2. The charge pump circuit of claim 1, having a controlled impedance circuit connected to an output of the charge pump and configured to filter out switching noise of the drive circuitry.

3. The charge pump circuit of claim 1, wherein the load current circuitry is configured to override a leakage current of the transistor-capacitor units.

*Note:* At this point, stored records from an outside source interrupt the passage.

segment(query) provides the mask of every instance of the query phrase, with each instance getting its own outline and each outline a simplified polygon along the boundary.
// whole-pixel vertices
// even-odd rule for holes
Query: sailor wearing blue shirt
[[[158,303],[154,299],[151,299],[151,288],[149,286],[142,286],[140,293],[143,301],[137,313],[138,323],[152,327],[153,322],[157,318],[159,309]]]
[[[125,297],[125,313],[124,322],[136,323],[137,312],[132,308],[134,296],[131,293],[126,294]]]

4. The charge pump circuit of claim 1, wherein the supply circuitry is configured to supply a voltage which is a sum of a base-emitter voltage Vbe of each unit and a temperature stable constant voltage to the drive circuitry.

5. The charge pump circuit of claim 1, wherein the drive circuitry includes buffer circuitry for buffering a clock signal determining the predetermined rate.